To find out how much will be in the account at the end of the 9-year period, you can use the formula for calculating simple interest:
I = P * r * t
Where:
I = interest earned
P = principal amount (initial investment)
r = interest rate (expressed as a decimal)
t = time (in years)
In this case, Monico invested $7,000 at an interest rate of 7% (0.07 as a decimal) for 9 years.
I = 7,000 * 0.07 * 9
Calculating this expression will give you the total interest earned over the 9-year period.
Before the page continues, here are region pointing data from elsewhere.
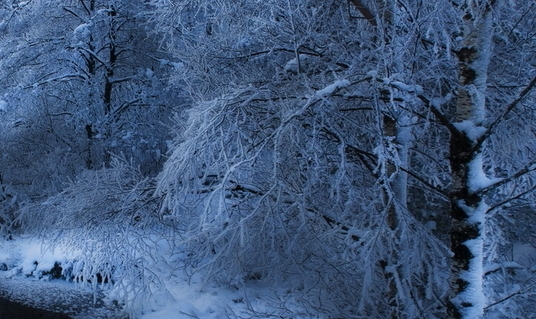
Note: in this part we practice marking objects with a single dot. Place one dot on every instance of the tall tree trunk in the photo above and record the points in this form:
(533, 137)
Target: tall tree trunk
(467, 213)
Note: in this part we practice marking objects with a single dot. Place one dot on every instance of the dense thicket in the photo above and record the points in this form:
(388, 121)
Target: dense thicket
(376, 156)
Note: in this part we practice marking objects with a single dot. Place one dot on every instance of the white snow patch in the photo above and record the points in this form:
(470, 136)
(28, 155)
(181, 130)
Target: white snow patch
(474, 293)
(413, 88)
(3, 105)
(332, 87)
(82, 32)
(292, 65)
(477, 178)
(472, 131)
(372, 74)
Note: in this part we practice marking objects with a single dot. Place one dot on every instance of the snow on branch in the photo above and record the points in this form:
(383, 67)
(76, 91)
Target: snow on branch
(337, 85)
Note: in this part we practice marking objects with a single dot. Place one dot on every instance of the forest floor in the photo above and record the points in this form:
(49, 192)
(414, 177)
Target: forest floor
(184, 297)
(54, 297)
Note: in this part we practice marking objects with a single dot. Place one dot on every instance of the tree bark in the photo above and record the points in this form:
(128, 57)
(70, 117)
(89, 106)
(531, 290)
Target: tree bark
(467, 213)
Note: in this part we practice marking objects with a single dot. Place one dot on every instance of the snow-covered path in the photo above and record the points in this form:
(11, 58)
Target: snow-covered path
(59, 296)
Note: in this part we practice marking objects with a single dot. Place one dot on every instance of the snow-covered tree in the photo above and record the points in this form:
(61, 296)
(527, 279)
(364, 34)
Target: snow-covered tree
(345, 141)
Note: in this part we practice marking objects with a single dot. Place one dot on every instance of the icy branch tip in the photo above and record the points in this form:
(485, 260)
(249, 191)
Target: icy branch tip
(332, 87)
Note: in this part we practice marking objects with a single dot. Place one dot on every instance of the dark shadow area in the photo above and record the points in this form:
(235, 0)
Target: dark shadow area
(14, 310)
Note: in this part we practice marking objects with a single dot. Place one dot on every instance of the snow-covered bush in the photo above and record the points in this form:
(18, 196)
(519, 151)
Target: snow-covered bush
(109, 218)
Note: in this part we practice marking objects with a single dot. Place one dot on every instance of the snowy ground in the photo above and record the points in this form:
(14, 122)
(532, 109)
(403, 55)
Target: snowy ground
(22, 278)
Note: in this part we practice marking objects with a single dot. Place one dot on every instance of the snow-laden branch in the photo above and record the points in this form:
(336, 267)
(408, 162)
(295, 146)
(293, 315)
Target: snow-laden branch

To find the final account balance, you need to add the interest earned to the initial investment.
Total amount = Principal + Interest
Total amount = $7,000 + (7,000 * 0.07 * 9)
Calculating this expression will give you the final amount in the account at the end of the 9-year period.
To find the amount in the account at the end of the 9-year period, we can use the formula for simple interest:
Interest = Principal × Rate × Time
Where:
- Principal is the initial amount invested ($7,000 in this case)
- Rate is the interest rate per year (7% or 0.07 as a decimal)
- Time is the number of years (9 years in this case)
Substituting the given values into the formula:
Interest = $7,000 × 0.07 × 9
= $4,830
The interest earned over the 9-year period is $4,830. To find the total amount in the account, you need to add the interest earned to the initial investment:
Total amount = Principal + Interest
= $7,000 + $4,830
= $11,830
Therefore, at the end of the 9-year period, Monico will have $11,830 in the account.